TiDB Timeout When Starting TiFlash During Restart

Note:
This topic has been translated from a Chinese forum by GPT and might contain errors.

Original topic: tidb重启时tifish启动超时

| username: TiDBer_j9d3wEwH

[TiDB Usage Environment] Production Environment
[TiDB Version] v7.1.0
[Reproduction Path] Performed a start-stop operation in the production environment, and during the startup, it got stuck at the tiflash startup page with a timeout error.
[Encountered Problem: Symptoms and Impact]
Checked the logs on the tiflash server
[2024/02/25 13:35:49.867 +08:00] [ERROR] [Server.cpp:844] [“Bootstrap failed because sync schema error: DB::Exception: Wrong column name. Cannot find column 109512.90.1 to drop: table name: t_96616, table id: 96616\nWe will sleep for 3 seconds and try again.”] [thread_id=1]
I checked my production TiDB database and found no table named t_96616. It might have been deleted from the database, leading me to suspect that the issue might be caused by inconsistent or corrupted metadata. I am not sure how to proceed from here. Please help, experts!!! Thank you so much.
[Resource Configuration]
[Attachments: Screenshots/Logs/Monitoring]

| username: yeminhua | Original post link

Are you restarting the entire cluster? I’ve only encountered this in v6.5.1. Try restarting the TiFlash node separately. Also, the monitoring should be the last step. It seems like you haven’t fully started everything. Log in to Grafana to check the monitoring of several nodes, and start any missing ones separately.

| username: TiDBer_j9d3wEwH | Original post link

Yes, teacher, it completely matches what you said. In the end, it didn’t start completely. Grafana, Alertmanager, CDC, and Prometheus didn’t start completely either. At that time, I used tiup cluster reload tidb-test --role prometheus to start these nodes separately, and they were all successful. However, although the display showed green success, the dashboard page still loaded very slowly. After a few hours, users couldn’t connect to the TiDB database.

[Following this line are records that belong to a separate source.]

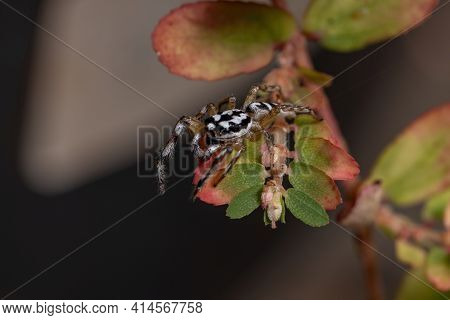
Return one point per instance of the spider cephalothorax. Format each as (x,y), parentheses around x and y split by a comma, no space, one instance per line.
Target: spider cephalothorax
(217,134)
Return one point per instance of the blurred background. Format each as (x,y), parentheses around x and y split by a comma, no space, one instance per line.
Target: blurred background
(68,161)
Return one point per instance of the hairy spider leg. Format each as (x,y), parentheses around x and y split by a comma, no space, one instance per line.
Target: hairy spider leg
(214,166)
(297,109)
(186,123)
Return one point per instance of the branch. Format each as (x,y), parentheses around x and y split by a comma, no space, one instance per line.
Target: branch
(402,227)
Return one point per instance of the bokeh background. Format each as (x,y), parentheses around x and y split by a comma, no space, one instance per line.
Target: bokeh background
(68,161)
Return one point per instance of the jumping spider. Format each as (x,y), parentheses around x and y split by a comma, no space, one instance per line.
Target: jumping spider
(218,133)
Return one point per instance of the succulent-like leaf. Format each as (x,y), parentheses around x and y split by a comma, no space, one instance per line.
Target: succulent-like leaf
(353,24)
(210,40)
(316,184)
(245,203)
(305,208)
(417,164)
(438,268)
(324,155)
(320,78)
(435,206)
(240,178)
(366,205)
(410,254)
(311,127)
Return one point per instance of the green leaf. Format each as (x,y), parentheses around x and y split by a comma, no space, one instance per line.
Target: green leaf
(435,206)
(410,254)
(438,268)
(316,184)
(282,217)
(412,288)
(320,78)
(241,177)
(245,203)
(305,208)
(324,155)
(252,151)
(353,24)
(417,163)
(311,127)
(211,40)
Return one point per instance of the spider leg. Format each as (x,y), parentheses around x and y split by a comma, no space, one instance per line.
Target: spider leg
(252,96)
(184,124)
(214,166)
(297,109)
(196,149)
(229,165)
(209,109)
(229,103)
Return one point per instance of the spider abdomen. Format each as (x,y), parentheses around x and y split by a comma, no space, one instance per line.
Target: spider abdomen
(228,124)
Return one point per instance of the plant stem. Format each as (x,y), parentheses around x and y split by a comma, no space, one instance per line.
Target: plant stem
(399,226)
(368,261)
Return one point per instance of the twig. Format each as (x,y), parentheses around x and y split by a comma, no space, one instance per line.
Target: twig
(369,264)
(400,226)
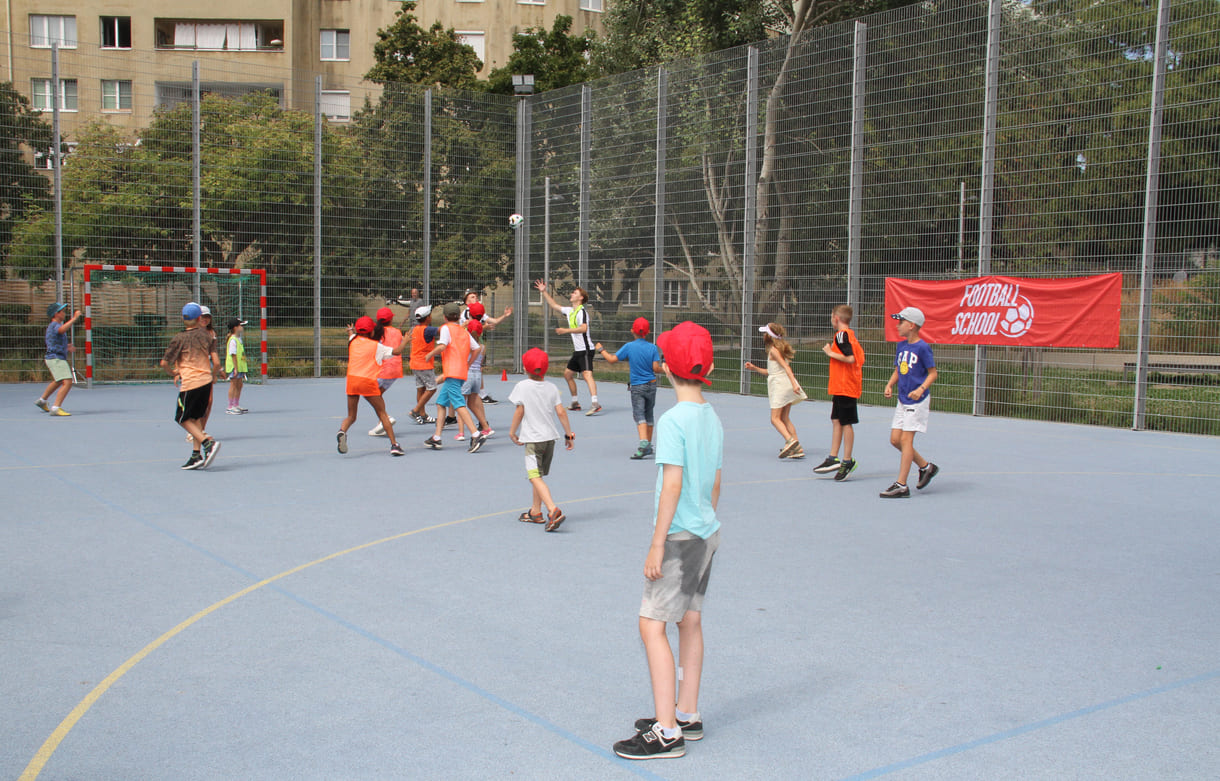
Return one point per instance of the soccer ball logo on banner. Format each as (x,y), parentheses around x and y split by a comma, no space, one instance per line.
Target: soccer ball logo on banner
(1016,320)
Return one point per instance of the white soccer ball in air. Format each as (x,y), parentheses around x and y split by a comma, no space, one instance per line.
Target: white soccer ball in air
(1016,320)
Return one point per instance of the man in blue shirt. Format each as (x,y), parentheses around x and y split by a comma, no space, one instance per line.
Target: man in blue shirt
(644,360)
(914,374)
(57,348)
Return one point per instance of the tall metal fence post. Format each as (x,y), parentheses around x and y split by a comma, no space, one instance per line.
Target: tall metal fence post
(752,209)
(1152,184)
(427,195)
(317,226)
(855,199)
(663,86)
(987,183)
(57,173)
(521,254)
(195,222)
(582,276)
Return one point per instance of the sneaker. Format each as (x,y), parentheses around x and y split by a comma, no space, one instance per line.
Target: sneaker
(650,745)
(691,730)
(209,448)
(897,491)
(926,475)
(827,466)
(846,469)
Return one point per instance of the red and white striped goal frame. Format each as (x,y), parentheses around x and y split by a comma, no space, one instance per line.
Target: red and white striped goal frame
(88,304)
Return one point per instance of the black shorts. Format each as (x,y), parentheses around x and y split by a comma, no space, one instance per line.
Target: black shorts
(581,361)
(843,410)
(193,404)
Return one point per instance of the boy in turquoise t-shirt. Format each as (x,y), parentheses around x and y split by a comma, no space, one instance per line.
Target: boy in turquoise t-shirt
(689,454)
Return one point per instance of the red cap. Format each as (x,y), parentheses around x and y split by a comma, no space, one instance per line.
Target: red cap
(534,363)
(687,349)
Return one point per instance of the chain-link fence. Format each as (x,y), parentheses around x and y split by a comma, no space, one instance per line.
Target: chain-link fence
(938,140)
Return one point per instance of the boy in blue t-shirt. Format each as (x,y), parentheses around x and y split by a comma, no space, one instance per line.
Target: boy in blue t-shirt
(644,360)
(689,454)
(914,374)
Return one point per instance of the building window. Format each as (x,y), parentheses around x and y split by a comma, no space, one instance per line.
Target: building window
(116,32)
(116,95)
(45,31)
(337,105)
(675,293)
(476,40)
(220,35)
(336,44)
(630,293)
(40,88)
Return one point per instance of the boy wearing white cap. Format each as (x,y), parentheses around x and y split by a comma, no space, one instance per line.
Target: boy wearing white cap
(914,374)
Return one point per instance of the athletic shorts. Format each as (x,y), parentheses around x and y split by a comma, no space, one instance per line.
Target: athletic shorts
(913,416)
(581,361)
(193,404)
(683,580)
(473,382)
(844,410)
(450,394)
(60,369)
(643,400)
(538,455)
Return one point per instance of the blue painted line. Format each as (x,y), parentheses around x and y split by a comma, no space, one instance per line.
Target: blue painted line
(401,652)
(1030,727)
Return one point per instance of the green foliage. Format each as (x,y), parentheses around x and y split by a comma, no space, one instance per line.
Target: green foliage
(408,54)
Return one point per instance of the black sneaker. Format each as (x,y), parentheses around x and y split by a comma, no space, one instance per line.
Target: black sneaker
(650,745)
(209,448)
(827,466)
(691,730)
(897,491)
(926,475)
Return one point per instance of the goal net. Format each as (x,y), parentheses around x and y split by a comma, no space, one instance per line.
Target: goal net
(131,313)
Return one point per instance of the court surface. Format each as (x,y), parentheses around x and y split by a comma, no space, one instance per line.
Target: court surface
(1046,609)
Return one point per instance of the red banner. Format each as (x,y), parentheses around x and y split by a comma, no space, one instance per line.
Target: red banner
(1077,311)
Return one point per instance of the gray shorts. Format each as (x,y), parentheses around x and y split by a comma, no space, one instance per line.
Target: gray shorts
(683,580)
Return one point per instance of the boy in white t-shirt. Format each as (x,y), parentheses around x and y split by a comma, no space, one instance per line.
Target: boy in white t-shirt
(533,425)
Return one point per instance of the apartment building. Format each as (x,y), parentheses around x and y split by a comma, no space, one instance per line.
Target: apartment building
(121,59)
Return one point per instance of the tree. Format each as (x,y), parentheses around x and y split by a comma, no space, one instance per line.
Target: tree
(408,54)
(22,188)
(555,59)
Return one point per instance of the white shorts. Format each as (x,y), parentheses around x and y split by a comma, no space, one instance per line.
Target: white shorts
(913,416)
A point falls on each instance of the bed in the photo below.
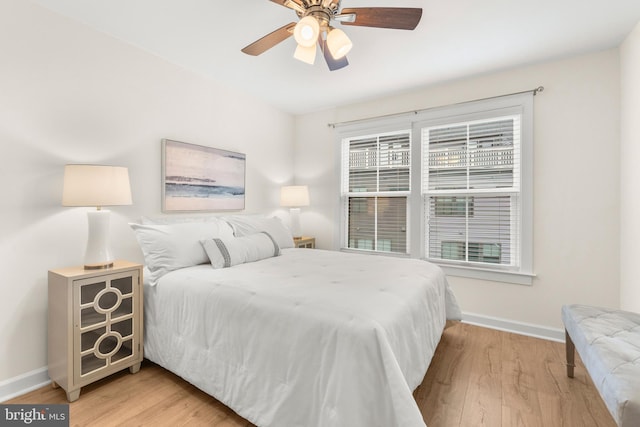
(296, 337)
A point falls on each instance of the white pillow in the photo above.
(227, 252)
(177, 219)
(168, 247)
(244, 225)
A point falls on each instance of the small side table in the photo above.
(95, 324)
(305, 242)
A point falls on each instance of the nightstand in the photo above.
(95, 324)
(305, 242)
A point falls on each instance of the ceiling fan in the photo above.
(314, 28)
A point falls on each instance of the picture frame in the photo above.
(201, 178)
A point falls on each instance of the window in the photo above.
(471, 191)
(454, 187)
(376, 183)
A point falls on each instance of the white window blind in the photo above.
(376, 178)
(471, 192)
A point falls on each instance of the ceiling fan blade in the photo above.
(333, 64)
(270, 40)
(400, 18)
(291, 4)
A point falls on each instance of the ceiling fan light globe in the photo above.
(306, 31)
(305, 54)
(339, 44)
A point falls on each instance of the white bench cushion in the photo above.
(608, 342)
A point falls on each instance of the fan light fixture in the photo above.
(338, 42)
(313, 28)
(306, 54)
(306, 31)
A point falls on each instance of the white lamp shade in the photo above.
(305, 54)
(338, 43)
(96, 185)
(306, 31)
(294, 196)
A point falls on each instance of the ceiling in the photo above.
(455, 39)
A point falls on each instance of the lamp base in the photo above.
(98, 266)
(296, 229)
(98, 255)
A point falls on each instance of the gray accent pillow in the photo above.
(224, 252)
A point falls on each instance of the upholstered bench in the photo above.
(608, 342)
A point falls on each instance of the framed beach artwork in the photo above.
(199, 178)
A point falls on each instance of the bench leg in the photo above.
(570, 349)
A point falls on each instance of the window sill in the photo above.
(514, 277)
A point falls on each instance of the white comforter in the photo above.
(308, 338)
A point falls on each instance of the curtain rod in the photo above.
(333, 125)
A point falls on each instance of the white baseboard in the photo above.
(536, 331)
(24, 383)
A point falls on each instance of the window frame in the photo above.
(345, 195)
(521, 103)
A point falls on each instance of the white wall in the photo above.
(69, 94)
(630, 172)
(576, 182)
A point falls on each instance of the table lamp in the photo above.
(294, 197)
(96, 185)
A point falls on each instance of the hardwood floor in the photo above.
(478, 377)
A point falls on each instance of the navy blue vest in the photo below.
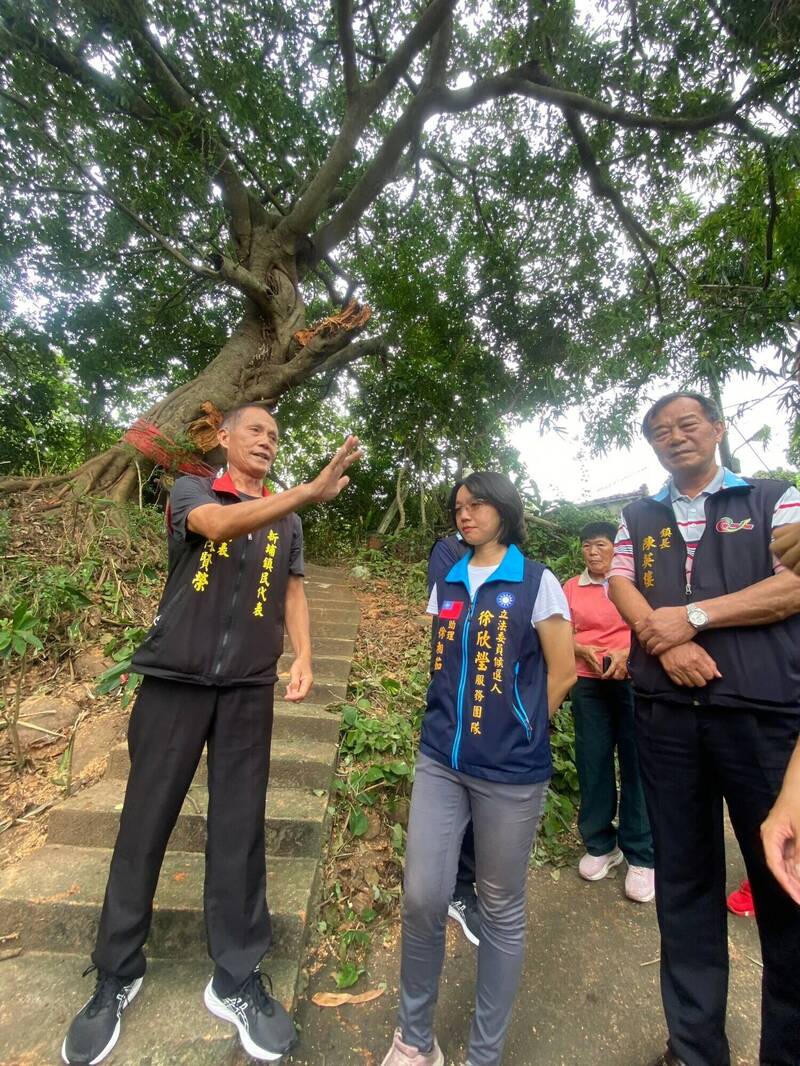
(486, 711)
(760, 664)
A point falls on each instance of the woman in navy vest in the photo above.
(501, 660)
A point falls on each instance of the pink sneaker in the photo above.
(595, 867)
(640, 884)
(404, 1054)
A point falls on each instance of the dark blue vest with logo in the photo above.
(760, 664)
(486, 711)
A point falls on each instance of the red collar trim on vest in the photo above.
(225, 484)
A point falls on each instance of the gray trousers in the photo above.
(505, 822)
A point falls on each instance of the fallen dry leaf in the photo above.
(337, 999)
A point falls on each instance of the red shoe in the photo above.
(740, 902)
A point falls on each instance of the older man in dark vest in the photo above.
(209, 663)
(716, 667)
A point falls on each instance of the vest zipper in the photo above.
(517, 705)
(228, 622)
(462, 685)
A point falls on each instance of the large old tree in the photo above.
(195, 194)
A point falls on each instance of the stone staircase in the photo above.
(52, 899)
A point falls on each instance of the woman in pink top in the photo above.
(603, 706)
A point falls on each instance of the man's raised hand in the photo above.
(332, 479)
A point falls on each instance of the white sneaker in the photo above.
(404, 1054)
(595, 867)
(640, 884)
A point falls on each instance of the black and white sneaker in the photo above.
(463, 908)
(95, 1029)
(266, 1030)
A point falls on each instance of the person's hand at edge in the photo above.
(688, 664)
(590, 653)
(301, 678)
(618, 669)
(332, 479)
(781, 832)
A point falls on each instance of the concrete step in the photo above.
(52, 899)
(328, 643)
(326, 592)
(294, 820)
(334, 622)
(168, 1023)
(297, 721)
(329, 575)
(296, 762)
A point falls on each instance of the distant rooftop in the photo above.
(619, 499)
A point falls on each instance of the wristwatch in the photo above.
(697, 616)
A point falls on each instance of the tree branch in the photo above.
(530, 80)
(360, 110)
(386, 159)
(772, 219)
(602, 187)
(345, 27)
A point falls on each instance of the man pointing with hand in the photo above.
(209, 662)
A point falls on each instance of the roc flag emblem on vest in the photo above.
(729, 526)
(451, 609)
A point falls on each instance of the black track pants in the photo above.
(169, 727)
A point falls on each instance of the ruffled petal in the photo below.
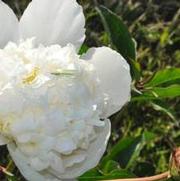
(3, 141)
(22, 164)
(94, 153)
(8, 25)
(54, 22)
(114, 75)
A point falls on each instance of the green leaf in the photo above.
(159, 93)
(118, 33)
(161, 106)
(120, 38)
(164, 76)
(116, 174)
(125, 151)
(110, 166)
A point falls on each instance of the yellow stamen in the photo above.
(31, 77)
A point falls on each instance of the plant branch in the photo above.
(162, 176)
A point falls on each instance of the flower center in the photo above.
(31, 76)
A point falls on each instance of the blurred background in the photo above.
(155, 26)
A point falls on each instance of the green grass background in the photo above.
(155, 25)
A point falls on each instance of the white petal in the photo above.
(8, 25)
(22, 163)
(54, 22)
(94, 154)
(114, 74)
(3, 141)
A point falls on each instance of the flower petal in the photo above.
(8, 25)
(114, 74)
(3, 141)
(22, 164)
(94, 154)
(54, 22)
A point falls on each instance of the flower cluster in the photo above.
(55, 104)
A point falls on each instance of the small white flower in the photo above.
(54, 103)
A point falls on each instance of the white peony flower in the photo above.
(55, 104)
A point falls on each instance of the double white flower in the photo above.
(54, 104)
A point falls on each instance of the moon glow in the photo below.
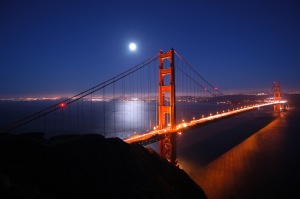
(132, 46)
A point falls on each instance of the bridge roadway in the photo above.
(156, 135)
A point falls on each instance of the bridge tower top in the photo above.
(167, 107)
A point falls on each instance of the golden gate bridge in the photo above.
(153, 101)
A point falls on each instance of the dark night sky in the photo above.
(64, 47)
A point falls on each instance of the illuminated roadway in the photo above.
(180, 128)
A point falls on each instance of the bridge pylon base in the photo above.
(168, 148)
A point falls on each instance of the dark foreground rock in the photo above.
(87, 166)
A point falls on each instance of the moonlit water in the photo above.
(111, 118)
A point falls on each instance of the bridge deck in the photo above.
(156, 135)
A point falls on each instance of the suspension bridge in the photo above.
(153, 101)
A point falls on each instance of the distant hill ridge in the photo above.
(87, 166)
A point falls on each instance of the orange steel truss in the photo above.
(277, 96)
(166, 107)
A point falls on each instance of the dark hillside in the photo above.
(87, 166)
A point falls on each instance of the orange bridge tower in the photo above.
(166, 106)
(276, 96)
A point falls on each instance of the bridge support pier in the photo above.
(166, 108)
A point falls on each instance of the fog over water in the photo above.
(253, 155)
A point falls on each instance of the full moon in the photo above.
(132, 46)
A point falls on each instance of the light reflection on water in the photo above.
(110, 118)
(244, 171)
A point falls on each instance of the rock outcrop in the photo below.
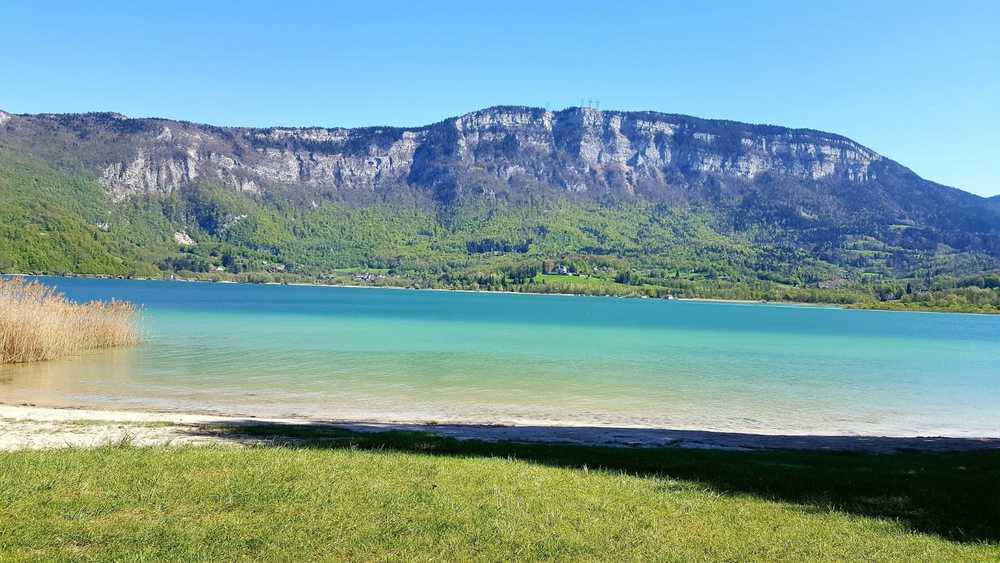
(748, 172)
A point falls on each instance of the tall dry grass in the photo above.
(38, 323)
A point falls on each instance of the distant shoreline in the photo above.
(445, 289)
(821, 305)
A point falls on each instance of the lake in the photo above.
(384, 354)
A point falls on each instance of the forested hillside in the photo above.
(504, 199)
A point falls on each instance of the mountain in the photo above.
(705, 199)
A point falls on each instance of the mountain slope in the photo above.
(657, 198)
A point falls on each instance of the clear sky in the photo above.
(917, 81)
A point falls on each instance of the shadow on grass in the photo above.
(950, 487)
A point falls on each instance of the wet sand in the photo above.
(31, 427)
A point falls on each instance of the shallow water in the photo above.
(349, 353)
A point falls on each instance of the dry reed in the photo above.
(38, 323)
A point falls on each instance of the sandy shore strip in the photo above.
(29, 427)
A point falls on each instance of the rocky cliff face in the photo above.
(578, 150)
(749, 173)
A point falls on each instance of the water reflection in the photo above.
(84, 376)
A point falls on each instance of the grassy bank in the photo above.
(409, 496)
(36, 323)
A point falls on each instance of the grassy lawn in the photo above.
(408, 496)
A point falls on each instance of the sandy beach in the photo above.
(31, 427)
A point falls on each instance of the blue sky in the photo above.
(917, 81)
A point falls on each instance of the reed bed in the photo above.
(38, 323)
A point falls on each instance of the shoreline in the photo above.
(33, 427)
(718, 300)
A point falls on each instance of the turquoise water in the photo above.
(365, 354)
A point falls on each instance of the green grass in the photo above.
(405, 496)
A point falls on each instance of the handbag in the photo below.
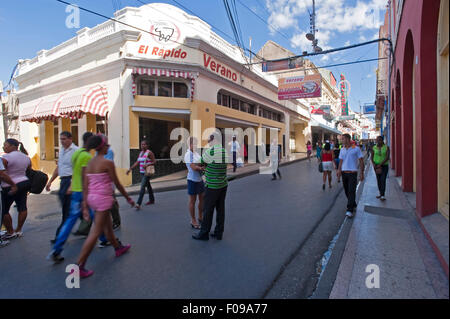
(150, 170)
(38, 180)
(320, 167)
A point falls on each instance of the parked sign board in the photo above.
(300, 87)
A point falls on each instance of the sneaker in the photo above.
(104, 244)
(56, 258)
(122, 250)
(3, 243)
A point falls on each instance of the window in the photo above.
(164, 88)
(235, 103)
(180, 90)
(56, 138)
(147, 87)
(100, 124)
(74, 131)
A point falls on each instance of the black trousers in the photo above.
(214, 198)
(350, 181)
(381, 179)
(64, 199)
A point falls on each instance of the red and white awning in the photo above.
(71, 104)
(167, 73)
(92, 100)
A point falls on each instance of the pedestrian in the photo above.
(64, 171)
(327, 164)
(146, 158)
(7, 179)
(195, 183)
(309, 150)
(350, 155)
(16, 163)
(318, 150)
(235, 149)
(336, 152)
(100, 175)
(215, 159)
(380, 163)
(80, 160)
(275, 157)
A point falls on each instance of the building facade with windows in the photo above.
(133, 85)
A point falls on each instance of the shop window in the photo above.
(100, 124)
(74, 131)
(180, 90)
(56, 138)
(147, 87)
(235, 103)
(165, 89)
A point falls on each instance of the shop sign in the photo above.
(300, 87)
(280, 65)
(219, 68)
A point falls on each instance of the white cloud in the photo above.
(332, 16)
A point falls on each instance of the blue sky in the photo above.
(28, 26)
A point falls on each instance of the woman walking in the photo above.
(146, 158)
(327, 157)
(336, 152)
(100, 174)
(16, 164)
(309, 150)
(380, 162)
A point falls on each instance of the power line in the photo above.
(260, 18)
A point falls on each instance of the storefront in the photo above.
(134, 86)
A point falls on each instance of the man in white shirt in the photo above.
(64, 171)
(4, 177)
(234, 149)
(195, 182)
(349, 157)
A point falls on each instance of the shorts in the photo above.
(327, 166)
(195, 188)
(20, 198)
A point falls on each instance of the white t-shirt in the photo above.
(350, 158)
(192, 157)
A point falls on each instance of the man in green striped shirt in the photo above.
(215, 159)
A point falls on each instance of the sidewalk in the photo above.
(177, 180)
(387, 234)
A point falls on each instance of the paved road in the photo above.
(266, 222)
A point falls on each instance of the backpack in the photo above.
(38, 180)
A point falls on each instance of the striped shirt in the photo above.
(215, 159)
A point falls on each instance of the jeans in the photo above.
(381, 179)
(74, 214)
(214, 198)
(350, 181)
(145, 183)
(64, 198)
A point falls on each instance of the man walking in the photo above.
(380, 163)
(349, 157)
(64, 171)
(215, 159)
(234, 149)
(80, 160)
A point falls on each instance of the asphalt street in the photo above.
(266, 225)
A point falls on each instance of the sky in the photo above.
(28, 26)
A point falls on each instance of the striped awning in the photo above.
(77, 102)
(71, 104)
(167, 73)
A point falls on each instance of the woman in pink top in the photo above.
(16, 164)
(100, 175)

| username: wangccsy | Original post link

The cluster failed to start. The schema on the nodes is inconsistent.

| username: TiDBer_j9d3wEwH | Original post link

Yes, yes, how can I solve this?

| username: WalterWj | Original post link

Let’s see if we can get a developer :thinking:. If not, just delete all the tiflash replicas, scale down + scale up tiflash, and add tiflash replicas. Reset it.

| username: TiDBer_j9d3wEwH | Original post link

Thank you for your guidance, teacher. Additionally, will it affect my TiKV data? Because we have tens of terabytes of data in our TiDB database.

| username: WalterWj | Original post link

Normally it won’t, but during the reset process, TiFlash will be unavailable, and adding replicas also consumes certain resources.

| username: 托马斯滑板鞋 | Original post link

Is your TiFlash at the database level or table level? You can try deleting the replica directly and then restarting TiFlash.

| username: TiDBer_j9d3wEwH | Original post link

First of all, thank you for your help, teacher. I only have one TiFlash in my entire TiDB, and I don’t know if it is at the database level or the table level. Additionally, may I ask, teacher, if I delete the TiFlash replica, where on the TiFlash server is the replica address configured?

| username: 托马斯滑板鞋 | Original post link

select * from INFORMATION_SCHEMA.TIFLASH_REPLICA;
Set all inside to 0
Table level:
alter table tabname set TIFLASH REPLICA 0;
Database level:
ALTER DATABASE db_name SET TIFLASH REPLICA 0;

Try restarting TiFlash after clearing

| username: TiDBer_j9d3wEwH | Original post link

I just replied to the first post that the dashboard display page is very slow to enter because two of the TiKV nodes have firewalls enabled, so it has been unable to connect, making it very slow to enter. It has nothing to do with this issue.

| username: TiDBer_j9d3wEwH | Original post link

The issue has been resolved. First, check if there is a record with the query SELECT * FROM INFORMATION_SCHEMA.tables c WHERE c.tidb_table_id='96616';. Then, look at the corresponding table and execute ALTER TABLE ds_qth.gjzf_dw_zz SET TIFLASH REPLICA 0;. Restart TiDB, and the problem should be resolved. Thanks to everyone for their help and suggestions. Much appreciated.

| username: system | Original post link

This topic was automatically closed 60 days after the last reply. New replies are no longer allowed.